March 23, 2016 - When the Wright Brothers flew their aircraft for the first time, it forever linked their home town of Dayton, Ohio, to aviation. Dayton is home to many historic aviation sites that comprise the National Aviation Heritage Area (see our story, In the Footsteps of Giants for more) but one would be hard pressed to find one more jaw-dropping than the National Museum of the United States Air Force, the country’s largest and oldest military aviation museum. The museum is home to some crown jewels in USAF history like the famous B-17 Memphis Belle and Medal of Honor recipient Bernard Fischer’s Douglas A-1 Skyraider. 

The already massive museum is currently in the process of expanding to a fourth building. This new building will house their collection of presidential aircraft, the research and development “X-planes,” as well as a number of large transports that commemorate the global reach mission of the USAF.  Aircraft like President John F. Kennedy’s Air Force One will be displayed near the Lockheed C-141 Starlifter Hanoi Taxi, the aircraft that flew the first load of POWs out of Vietnam. The research and development side of the building will present such rarities as the Douglas X-3 Stiletto, Northrop’s other-worldly Tacit Blue, and the enormous and sole remaining North American XB-70 Valkyrie, a Mach 3-plus bomber prototype that first flew in 1964 and serves as the museum’s flagship. When all is said and done, more than 70 aircraft will be on display in the new galleries.

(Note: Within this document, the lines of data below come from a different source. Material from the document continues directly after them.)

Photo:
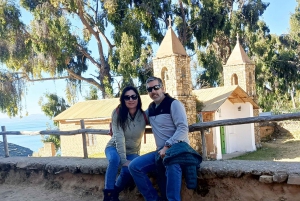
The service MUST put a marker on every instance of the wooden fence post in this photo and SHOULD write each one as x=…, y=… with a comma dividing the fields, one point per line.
x=5, y=142
x=83, y=139
x=203, y=144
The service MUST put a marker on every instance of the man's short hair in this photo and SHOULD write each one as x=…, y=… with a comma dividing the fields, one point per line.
x=150, y=79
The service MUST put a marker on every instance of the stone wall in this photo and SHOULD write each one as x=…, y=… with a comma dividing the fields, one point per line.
x=217, y=180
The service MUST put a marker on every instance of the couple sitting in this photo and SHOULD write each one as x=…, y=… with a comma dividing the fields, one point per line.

On March 19, our Membership Services team was given a behind-the-scenes look as the new building is coming together. Joining them was our museum programs representative and former membership staffer Chris Henry. Henry, a former docent at the NMUSAF, now heads up the docent program at our EAA AirVenture Museum, and his colleagues were pleased that he was able to share his expertise on their tour.